Produced by Neuzilla
Official website: http://toxy.codeplex.com
QQ Group: 297128022
What is toxy for? It is. NET platform of the file extraction framework, mainly to solve various formats of content extraction problems, such as PDF, Doc, docx, xls, xlsx, etc., although it sounds to support a lot of formats, but its use is extremely convenient, because toxy the complex extraction process transparent, Toxy users do not have to know how the content is drawn out, this is the important meaning of toxy.
Another major goal of Toxy is to replace IFilter as a cross-platform. NET data extraction solution that supports mono on Linux. Currently all test cases can be run on mono, but a few have not, and are gradually improving.
At another level, Toxy can transform file data into unified, structured data. Currently, TOXY supports structures with
string -Text structure
toxydom -dom structure
toxyspreadsheet -form structure similar to Excel
toxydocument -descriptive text structure similar to Word
toxyemail -message structure, including recipients, senders, message contents, attachments, etc.
Toxybusinesscard -Business card structure
toxymetadata -meta data structure, which mainly contains the property information of the file, such as author, title, photo size, resolution, etc.

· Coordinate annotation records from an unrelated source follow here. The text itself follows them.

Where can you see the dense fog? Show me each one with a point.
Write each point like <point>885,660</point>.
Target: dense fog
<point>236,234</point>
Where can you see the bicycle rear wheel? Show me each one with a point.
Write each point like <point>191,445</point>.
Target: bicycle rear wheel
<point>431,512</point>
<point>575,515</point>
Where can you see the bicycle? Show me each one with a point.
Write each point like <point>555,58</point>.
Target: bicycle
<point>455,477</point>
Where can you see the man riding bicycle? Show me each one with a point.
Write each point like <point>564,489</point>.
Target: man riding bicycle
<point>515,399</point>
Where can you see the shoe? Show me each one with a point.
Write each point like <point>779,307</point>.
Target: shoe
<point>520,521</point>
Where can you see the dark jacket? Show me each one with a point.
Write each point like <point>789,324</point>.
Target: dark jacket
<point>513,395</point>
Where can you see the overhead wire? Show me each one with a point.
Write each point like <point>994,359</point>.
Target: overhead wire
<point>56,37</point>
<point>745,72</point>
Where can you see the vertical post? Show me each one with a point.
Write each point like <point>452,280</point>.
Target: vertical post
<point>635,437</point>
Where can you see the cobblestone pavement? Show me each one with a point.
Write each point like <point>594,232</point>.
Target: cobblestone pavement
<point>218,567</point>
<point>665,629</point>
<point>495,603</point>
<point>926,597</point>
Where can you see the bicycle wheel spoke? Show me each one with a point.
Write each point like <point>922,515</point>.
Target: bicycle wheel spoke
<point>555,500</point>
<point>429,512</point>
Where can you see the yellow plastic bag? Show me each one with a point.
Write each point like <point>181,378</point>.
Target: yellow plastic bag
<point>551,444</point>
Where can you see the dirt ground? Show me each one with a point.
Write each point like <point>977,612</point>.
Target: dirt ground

Toxy current main supported file formats and what can be extracted
This table is updated to version Toxy 1.4.
File format |
Structured objects that support extraction (types of extracted results) |
Txt |
String |
Xml |
Toxydom |
Csv |
String, Toxyspreadsheet |
Rtf |
String |
Pdf |
String, toxydocument |
HTM, html |
String, Toxydom |
vcf |
String, Toxybusinesscard |
Zip |
String |
MP3, APE, WAV, FLAC, AIF |
Toxymetadata |
JPEG, JPG, GIF, TIFF, PNG |
Toxymetadata |
Eml |
String, Toxyemail |
Cnm |
Toxyemail |
XLS, xlsx |
String, Toxyspreadsheet, Toxymetadata |
PPT, pptx |
Toxymetadata |
Doc, docx |
String, Toxydocument, Toxymetadata |
. VSD,. Pub,. Shw,. Sldprt, PUBX, VSDX |
Toxymetadata |
How to use Toxy
The use of Toxy is really very simple, here is not exaggerated, see the following example:
ParserContext context = new ParserContext ("test.xlsx"); Ispreadsheetparser parser = Parserfactory.createspreadsheet ( context); Toxyspreadsheet SS = parser. Parse ();//process the extracted data
Here the Toxyspreadsheet instance SS is extracted from the Excel data, you can directly use. ParserContext is responsible for describing the extraction context, informing toxy of the path to the file to be extracted, and related parameters. Parserfactory is the Factory mode class that is responsible for instantiating all parsers, and it automatically finds the appropriate parser based on the extension of the incoming file.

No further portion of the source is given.